Multiple DeskTops, HiColor theme, standardized icon names, & menu icons
James Richard Tyrer
tyrerj at acm.org
Fri Jun 23 09:27:30 EEST 2006
Rodney Dawes wrote:
> Hi,
>
> Sorry for the slow reply. I was on vacation last week, and have been
> a bit busy this week.
>
> On Tue, 2006-06-06 at 08:11 -0700, James Richard Tyrer wrote:
>> We need a common place to install menu icons (i.e. "apps" icons).
>
> We have one. The hicolor icon theme is where app icons are to be
> installed.
<SNIP>
> ... as gnome-icon-theme no longer installs icons to the hicolor
> theme.
The engineering method is based on trying to find counter examples to
ideas -- finding the flaw in a design. Developing "cases" and seeing if
they work is something developers need to learn to do.
I have tried to do this with the icon theme issue both here and on the
KDE lists. But, nobody seems to understand that the counter examples
(things that don't [and won't] work) are real.
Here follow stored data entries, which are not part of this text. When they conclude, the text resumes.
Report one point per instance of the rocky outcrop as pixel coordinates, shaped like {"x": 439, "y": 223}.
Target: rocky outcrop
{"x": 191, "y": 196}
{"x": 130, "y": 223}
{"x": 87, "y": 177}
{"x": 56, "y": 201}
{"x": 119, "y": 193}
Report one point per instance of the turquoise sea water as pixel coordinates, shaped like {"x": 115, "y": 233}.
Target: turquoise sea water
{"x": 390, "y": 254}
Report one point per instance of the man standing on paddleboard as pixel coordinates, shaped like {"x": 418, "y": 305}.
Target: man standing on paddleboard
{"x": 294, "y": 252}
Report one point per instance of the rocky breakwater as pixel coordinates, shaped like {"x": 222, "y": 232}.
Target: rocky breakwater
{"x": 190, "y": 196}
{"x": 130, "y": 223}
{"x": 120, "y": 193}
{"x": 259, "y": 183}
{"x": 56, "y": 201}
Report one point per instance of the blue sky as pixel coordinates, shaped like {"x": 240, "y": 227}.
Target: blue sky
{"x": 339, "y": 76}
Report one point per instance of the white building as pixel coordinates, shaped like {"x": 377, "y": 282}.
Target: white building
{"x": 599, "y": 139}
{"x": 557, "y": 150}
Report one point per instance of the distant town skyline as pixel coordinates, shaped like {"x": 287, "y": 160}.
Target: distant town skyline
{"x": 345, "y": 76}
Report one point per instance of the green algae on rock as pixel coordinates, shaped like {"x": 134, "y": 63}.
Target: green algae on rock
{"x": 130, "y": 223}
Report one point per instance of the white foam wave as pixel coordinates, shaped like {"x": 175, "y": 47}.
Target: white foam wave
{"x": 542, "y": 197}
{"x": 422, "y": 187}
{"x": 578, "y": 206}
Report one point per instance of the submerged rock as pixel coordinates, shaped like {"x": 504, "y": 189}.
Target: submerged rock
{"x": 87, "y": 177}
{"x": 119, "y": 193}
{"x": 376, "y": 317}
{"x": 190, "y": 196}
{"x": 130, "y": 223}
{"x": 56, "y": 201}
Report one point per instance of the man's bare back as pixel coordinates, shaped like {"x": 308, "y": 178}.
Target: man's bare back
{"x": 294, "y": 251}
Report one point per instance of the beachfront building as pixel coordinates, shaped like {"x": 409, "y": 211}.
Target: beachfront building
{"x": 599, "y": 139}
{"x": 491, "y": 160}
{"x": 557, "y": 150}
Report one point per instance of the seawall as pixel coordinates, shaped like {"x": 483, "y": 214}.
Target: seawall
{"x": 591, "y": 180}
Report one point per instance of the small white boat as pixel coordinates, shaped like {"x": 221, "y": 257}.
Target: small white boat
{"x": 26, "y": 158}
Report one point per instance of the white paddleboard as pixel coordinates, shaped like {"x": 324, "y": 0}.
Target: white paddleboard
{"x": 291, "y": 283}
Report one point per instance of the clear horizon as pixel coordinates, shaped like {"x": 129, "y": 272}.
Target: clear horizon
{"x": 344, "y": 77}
I hope that the above contradiction in your own statements will start
you thinking -- that you will think about design before you, and other
developers, do any more stupid things.
If you don't understand. An example. I installed: "gedit" which I note
installs an icon: "gedit-icon" which it doesn't use into:
"$GNOME/share/pixmaps" perhaps for some sort of backwards compatibility.
IAC, the: "gedit.desktop" file specifies:
Icon=text-editor
So when I go to the menu when running KDE, I find no icon in the menu
because GNOME didn't install a HiColor icon. It isn't going to matter
which KDE icon theme I select, I am not going to get a menu icon unless:
"text-editor.*" is installed in HiColor. Nothing you do for GNOME is
going to have KDE use the: "gnome" icon theme for a fallback theme!!
After you think about that for a while, consider what a third party
application that needs to install its own MIME type(s) is supposed to do
for MIME type icons. Example: OpenOffice.